Frank Bruno - RAW VISION

Frank Bruno

First published: Fall 2017

“I just want to get [God’s] message out”, Frank Bruno explained when we first met, “I don’t give a **** about anything else.”

A veteran of World War II born in 1925, his website gives detailed explanations of his work (“I’m just a brush … God sends the work orders”) and offers scathing social commentary under the heading, “Would you like to see into the future?”
Ideas for his mostly unsigned paintings, which he prefers to call “visuals”, “just pop into [his] head.” Usually dense with detail, there’s often no place for a signature.

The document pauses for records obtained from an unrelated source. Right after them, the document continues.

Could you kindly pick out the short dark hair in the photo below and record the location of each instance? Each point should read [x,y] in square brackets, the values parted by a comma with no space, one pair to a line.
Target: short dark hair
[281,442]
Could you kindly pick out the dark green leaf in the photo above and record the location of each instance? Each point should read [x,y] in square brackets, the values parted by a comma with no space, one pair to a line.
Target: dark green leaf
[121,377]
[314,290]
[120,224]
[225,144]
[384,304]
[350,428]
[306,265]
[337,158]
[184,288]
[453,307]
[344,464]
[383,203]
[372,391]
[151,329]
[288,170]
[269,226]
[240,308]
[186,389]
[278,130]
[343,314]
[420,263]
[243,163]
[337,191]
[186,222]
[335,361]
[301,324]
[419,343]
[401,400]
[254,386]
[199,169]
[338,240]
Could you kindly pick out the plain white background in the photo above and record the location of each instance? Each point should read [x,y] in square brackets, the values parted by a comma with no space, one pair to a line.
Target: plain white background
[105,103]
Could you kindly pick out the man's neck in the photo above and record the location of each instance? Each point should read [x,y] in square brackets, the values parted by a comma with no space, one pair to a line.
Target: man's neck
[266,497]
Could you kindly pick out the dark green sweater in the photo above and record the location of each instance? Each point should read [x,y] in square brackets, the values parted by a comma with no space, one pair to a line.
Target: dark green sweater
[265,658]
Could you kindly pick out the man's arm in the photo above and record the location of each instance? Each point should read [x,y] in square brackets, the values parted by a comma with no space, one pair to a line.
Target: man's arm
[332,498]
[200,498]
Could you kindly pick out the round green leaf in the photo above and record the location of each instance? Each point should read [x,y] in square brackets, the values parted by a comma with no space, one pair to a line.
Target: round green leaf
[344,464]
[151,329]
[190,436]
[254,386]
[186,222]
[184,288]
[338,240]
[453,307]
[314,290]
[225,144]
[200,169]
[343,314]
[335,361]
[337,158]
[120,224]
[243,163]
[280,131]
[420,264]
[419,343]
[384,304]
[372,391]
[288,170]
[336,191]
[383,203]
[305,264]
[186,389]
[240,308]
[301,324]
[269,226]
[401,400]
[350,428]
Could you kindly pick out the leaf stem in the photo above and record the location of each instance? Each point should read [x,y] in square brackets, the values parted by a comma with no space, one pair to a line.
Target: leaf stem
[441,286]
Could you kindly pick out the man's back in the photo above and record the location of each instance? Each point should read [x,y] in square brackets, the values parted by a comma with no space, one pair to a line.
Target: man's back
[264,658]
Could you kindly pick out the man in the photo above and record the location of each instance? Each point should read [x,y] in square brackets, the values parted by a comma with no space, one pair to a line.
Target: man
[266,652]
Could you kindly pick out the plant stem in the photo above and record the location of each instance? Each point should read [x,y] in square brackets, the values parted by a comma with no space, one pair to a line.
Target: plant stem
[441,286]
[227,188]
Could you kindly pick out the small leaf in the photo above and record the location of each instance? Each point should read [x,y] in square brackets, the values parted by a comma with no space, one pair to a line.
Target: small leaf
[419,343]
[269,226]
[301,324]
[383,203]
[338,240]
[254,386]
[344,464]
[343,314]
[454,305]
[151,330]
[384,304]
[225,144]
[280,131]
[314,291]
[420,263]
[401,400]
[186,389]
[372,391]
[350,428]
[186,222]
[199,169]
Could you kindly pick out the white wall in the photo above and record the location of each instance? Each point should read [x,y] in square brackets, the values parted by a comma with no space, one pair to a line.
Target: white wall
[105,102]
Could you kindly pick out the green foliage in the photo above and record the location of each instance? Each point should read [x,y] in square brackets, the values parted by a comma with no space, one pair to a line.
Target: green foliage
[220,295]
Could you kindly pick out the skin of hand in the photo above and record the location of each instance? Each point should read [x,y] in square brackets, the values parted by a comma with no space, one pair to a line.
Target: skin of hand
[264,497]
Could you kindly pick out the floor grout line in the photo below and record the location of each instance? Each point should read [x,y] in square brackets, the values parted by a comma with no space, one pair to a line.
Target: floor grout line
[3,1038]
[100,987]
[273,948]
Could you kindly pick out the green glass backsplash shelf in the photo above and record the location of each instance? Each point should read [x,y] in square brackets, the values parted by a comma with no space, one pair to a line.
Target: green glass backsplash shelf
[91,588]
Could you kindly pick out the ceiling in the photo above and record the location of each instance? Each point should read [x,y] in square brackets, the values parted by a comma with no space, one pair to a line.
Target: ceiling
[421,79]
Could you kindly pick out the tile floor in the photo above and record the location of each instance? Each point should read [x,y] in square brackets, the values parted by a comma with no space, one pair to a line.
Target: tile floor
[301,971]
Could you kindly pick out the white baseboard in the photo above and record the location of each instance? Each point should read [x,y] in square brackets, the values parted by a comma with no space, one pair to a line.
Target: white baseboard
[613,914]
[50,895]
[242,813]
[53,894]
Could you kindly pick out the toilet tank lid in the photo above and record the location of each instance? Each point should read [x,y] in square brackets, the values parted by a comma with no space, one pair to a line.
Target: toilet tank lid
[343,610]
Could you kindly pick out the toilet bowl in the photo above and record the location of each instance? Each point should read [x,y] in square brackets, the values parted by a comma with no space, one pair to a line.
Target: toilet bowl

Besides, “why bother” when biblical prophecy reveals these to be the end times: “I believe it will be all over within the next 15 years … I’m a watchman warning of approaching danger, not some limp-wristed artist.”



Give Us Barabbas,
1961, oil on canvas, 40 x 60 ins. / 101.6 x 152.4 cm

To Bruno, a “visual” hung for decoration constitutes an art objectification of his message: he brought one back from a collector after it was displayed in the company of “crap”, and has painted duplicates of two others he’s hoping to eventually retrieve because “God told me not to sell”. Of the 60-odd paintings he has made in his lifetime, only one has been donated (to the American Visionary Art Museum) and a few early canvases aren’t hanging in a fire-rated out-building on his desert-valley property in southern Arizona.

Bruno believes that God uses his illustration skills to produce visualisations of the future: “I really feel like I’ve been guided to do what I’m doing all my life … sometimes I make really stupid decisions, but I think it’s for a purpose … I’ve quit several good jobs, because I just had to get back to painting.”

A major exhibition planned by Walter Hopps at the Corcoran Gallery of Art in Washington planned for 1972 – with Bruno as a featured artist – was cancelled after flash flooding damaged many of the other artworks. Discouraged, and having shown what needed to be seen, Bruno stopped painting for about 20 years. He helped found an independent newspaper, and took on the local government through political commentary and satirical cartoons. Bruno read extensively about biblical prophecy and, despite a sudden rash of broken-bone injuries, he resumed painting in the mid 1990s: “anyone who tries to pierce the darkness … had better get accustomed to having their ass kicked … when my paintings began to address the end of this age and the role Satan is to play, bones and joints started snapping and popping like champagne corks at a Mafioso wedding.”

Of the about 30 paintings since 1993, most of them are unconventionally shaped and more than half visualise the coming cataclysms of end times prophecy. Counterfeit Mary, the Drunken Whore (2001) shows a United Nations World-Government-installed, papal-imposter Antichrist presiding over the executions of millions by guillotine, while Satan-as-false-Mary imbibes the blood of the saved.

In Work Hard and Save Your Money (1965), cloaked figures watching clocks drive humanity along the narrow path of material gain like donkeys chasing a carrot, but ultimately into the abyss – where skeletons discover an empty chamber pot at the end of the rainbow and laugh uproariously at the folly of the living.